Sevatar, In Resin Clad
No prizes for guessing who you can preorder now.
So. Games Workshop have made a mini of one of my characters. That’s a sentence I’ve basically hoped would be true since I was a little kid, and is a pretty significant tick on the bucket list. I thought this’d be a moment where I jumped up and down and shrieked in playgroundish delight, but the truth (just like the day I hit the New York Times bestsellers’ list) is a bizarre sense of awestruck serenity.
More surreal than anything else.
Well, surreal and awesome.
It’s both obvious and weird that it’s Sev. Obvious because he’s easily my most popular and asked-about character, and he has a rank in the Heresy that deserves some time on the tabletop. Weird because authors don’t always write what they love; sometimes they write what they have ideas for at any given time. I occasionally joke about not liking him the way Paul Sheldon doesn’t like Misery Chastain. That’s not true but the analogy always tickles me, and there’s at least a thread-thin sliver of truth there. I like that people like him. That matters more, sometimes, especially when you’re trying to tell people a story.
But I digress. There’s gushing to be done.
Dat mini, tho.
People will ask if he matches what’s in my head, and I’ll say no – because that’s the truth. He looks waaaaay better for a start, and secondly, as I’ve mentioned before, I don’t really have concrete and definite pictures in my head for every detail of a character’s appearance. When I see artwork or modelled incarnations of my characters, I do the same thing I do when I’m writing them: I look for the 3-4 key details and the overall vibe.
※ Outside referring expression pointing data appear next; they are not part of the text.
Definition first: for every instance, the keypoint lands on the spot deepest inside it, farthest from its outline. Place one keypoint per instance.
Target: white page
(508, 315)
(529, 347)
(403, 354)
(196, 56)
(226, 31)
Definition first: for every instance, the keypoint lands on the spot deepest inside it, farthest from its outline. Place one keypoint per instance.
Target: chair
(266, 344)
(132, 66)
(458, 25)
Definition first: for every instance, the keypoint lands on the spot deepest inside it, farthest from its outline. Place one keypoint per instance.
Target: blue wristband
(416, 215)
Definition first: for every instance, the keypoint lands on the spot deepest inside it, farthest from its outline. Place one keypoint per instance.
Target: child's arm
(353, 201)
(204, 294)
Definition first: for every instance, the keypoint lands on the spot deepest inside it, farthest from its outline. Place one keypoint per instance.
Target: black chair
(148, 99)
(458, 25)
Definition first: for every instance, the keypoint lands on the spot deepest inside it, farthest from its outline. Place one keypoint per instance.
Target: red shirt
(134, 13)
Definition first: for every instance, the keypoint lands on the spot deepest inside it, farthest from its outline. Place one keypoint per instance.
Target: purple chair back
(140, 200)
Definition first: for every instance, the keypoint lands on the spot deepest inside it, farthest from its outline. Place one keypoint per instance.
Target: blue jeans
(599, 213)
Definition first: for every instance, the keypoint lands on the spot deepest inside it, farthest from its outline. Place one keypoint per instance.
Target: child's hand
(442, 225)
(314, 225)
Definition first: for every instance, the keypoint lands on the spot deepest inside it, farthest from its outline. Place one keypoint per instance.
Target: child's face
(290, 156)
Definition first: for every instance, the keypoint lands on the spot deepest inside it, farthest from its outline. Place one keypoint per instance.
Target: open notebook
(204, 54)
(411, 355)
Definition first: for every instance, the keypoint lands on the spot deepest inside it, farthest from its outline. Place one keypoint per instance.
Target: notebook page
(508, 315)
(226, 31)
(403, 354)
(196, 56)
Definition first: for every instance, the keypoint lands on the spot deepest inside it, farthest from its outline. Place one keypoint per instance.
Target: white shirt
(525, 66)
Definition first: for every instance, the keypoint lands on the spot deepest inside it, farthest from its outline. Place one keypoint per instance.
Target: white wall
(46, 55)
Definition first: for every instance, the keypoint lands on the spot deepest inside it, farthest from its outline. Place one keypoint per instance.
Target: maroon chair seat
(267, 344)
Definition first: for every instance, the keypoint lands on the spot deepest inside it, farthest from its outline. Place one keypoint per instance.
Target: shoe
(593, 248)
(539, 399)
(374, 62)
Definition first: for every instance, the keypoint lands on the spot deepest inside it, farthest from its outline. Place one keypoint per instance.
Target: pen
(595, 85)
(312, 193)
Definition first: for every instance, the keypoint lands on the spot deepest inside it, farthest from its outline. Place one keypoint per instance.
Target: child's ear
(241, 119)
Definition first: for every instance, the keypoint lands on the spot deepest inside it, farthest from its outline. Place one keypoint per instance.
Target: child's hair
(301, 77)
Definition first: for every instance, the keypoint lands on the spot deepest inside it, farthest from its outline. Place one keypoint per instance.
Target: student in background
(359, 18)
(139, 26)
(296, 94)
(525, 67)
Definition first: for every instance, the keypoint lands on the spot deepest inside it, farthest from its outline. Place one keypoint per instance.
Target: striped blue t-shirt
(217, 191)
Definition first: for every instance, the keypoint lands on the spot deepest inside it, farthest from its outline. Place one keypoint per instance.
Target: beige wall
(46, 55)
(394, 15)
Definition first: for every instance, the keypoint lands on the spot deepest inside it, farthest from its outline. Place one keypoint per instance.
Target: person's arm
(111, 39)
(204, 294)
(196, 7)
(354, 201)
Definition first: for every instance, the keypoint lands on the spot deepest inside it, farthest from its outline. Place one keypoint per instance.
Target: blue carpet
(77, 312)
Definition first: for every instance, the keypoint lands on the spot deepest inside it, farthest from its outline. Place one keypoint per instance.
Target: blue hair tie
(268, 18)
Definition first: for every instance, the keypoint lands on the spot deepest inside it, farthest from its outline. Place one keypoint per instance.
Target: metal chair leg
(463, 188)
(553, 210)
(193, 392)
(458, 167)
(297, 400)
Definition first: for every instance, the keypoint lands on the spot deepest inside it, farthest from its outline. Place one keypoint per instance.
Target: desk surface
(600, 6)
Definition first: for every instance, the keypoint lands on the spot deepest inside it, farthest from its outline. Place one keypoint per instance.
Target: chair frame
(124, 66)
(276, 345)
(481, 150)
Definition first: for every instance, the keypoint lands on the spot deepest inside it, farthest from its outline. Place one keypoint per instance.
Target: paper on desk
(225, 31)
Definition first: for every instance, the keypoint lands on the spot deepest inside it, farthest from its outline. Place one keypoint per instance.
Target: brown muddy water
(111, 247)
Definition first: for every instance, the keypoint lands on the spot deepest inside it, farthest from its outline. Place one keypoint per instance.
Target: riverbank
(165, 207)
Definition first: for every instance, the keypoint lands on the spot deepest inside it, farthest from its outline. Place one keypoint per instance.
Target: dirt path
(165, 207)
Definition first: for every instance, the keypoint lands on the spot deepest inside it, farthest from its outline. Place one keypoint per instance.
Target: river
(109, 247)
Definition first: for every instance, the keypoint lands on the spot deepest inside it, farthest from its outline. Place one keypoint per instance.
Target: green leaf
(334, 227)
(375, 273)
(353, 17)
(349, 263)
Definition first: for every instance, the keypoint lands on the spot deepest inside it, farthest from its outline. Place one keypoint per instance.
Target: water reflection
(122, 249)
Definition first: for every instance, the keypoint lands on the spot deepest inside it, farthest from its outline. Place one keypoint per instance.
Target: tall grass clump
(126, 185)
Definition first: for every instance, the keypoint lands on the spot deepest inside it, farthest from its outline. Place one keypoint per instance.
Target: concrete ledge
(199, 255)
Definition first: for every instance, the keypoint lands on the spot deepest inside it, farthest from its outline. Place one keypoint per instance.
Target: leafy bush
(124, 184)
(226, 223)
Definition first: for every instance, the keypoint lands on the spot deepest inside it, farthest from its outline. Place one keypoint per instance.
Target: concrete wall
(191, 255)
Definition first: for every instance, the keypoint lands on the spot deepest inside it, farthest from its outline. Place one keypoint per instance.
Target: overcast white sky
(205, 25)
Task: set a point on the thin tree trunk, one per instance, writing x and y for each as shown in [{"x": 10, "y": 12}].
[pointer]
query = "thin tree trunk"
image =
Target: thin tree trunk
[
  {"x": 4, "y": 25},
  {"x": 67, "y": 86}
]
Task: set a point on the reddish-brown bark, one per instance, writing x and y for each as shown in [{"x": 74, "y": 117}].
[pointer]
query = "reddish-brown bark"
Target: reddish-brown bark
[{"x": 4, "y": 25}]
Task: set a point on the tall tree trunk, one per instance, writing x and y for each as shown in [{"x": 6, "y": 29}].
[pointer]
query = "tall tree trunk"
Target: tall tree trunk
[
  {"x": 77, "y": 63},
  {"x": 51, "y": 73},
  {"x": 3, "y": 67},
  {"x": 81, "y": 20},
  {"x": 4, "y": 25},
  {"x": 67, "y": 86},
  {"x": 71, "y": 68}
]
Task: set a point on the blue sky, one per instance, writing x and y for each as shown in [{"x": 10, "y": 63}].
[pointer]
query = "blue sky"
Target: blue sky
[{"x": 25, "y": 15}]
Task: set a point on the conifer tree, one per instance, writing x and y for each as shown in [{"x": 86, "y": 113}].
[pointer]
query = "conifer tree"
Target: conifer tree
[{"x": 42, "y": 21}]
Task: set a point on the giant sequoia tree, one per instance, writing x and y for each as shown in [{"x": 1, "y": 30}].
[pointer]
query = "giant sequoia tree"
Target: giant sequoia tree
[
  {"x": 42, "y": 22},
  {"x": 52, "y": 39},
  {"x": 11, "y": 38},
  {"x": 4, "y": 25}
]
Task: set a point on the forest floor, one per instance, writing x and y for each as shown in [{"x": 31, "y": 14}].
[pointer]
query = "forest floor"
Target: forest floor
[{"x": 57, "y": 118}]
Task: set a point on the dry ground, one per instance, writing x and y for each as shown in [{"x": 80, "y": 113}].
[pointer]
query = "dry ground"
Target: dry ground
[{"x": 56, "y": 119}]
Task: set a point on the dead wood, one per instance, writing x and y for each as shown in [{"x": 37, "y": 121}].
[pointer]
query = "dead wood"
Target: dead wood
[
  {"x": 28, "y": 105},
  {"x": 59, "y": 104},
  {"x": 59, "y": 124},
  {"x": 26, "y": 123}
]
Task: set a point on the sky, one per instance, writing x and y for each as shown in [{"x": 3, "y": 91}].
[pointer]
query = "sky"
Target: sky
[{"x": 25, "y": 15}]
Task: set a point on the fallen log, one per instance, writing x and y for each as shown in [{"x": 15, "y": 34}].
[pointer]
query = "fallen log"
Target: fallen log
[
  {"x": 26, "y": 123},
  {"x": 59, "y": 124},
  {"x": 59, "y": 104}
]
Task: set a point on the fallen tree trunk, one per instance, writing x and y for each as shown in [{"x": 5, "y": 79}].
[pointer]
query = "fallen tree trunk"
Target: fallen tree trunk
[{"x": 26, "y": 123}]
Talos isn’t a clear, definite image in my mind: he’s a vague aura of characteristics and details, like the runic faceplate; the exposed cables of Mark V armour; the broken Aquila on his chestplate; and the distinctive weapons he stole – all with an aura of melancholic anger and optimistic self-delusion, which is the core of his personality to me.
Capture a handful of key details and the overall vibe, and I’m sold. That’s how it always is with the many models and pieces of artwork I get sent, depicting my characters. That’s how it is with my novel covers, too.
So… what about Sevatar?
It’s impossible to overstate just how rad and fucking brutal Sev looks in his tabletop incarnation. Alan Bligh and John French gave him awesome, characterful rules, and Forge World’s Steve Whitehead has floored me with this resin-born slice of wickedness.
What can I even say, really? He looks perfect. The model speaks for itself.
(Also, I maximum adore the bareheaded Ravenloft look he’s got going on here, and in his HH book artwork.)
That is some true badassery! It will quickly find it’s way to my collection but will inevitably not be painted to such a standard.
Ordered!
Beautiful model for one of 30k’s best and IMHO most enjoyable actors.
Write more about him – do it. DO IT, yeah baby. Right there, do it.
… Waits for Corswain. Now if we can just get AD-B to admit that Sev is master of the Eighth Grey Knight company…
He is freaking gorgeous.
I really like the model, almost as much as I love the character. The problem is that I’m not really sold on the chainglave. For me it’s like sticking spikes on chaos for the sake of sticking spikes on chaos, and in this case the spikes get in the way of the most vicious part of the weapon
Specially like the Dark Angel trophy 🙂
But his face is maybe too, I don’t know, Kharn-ish?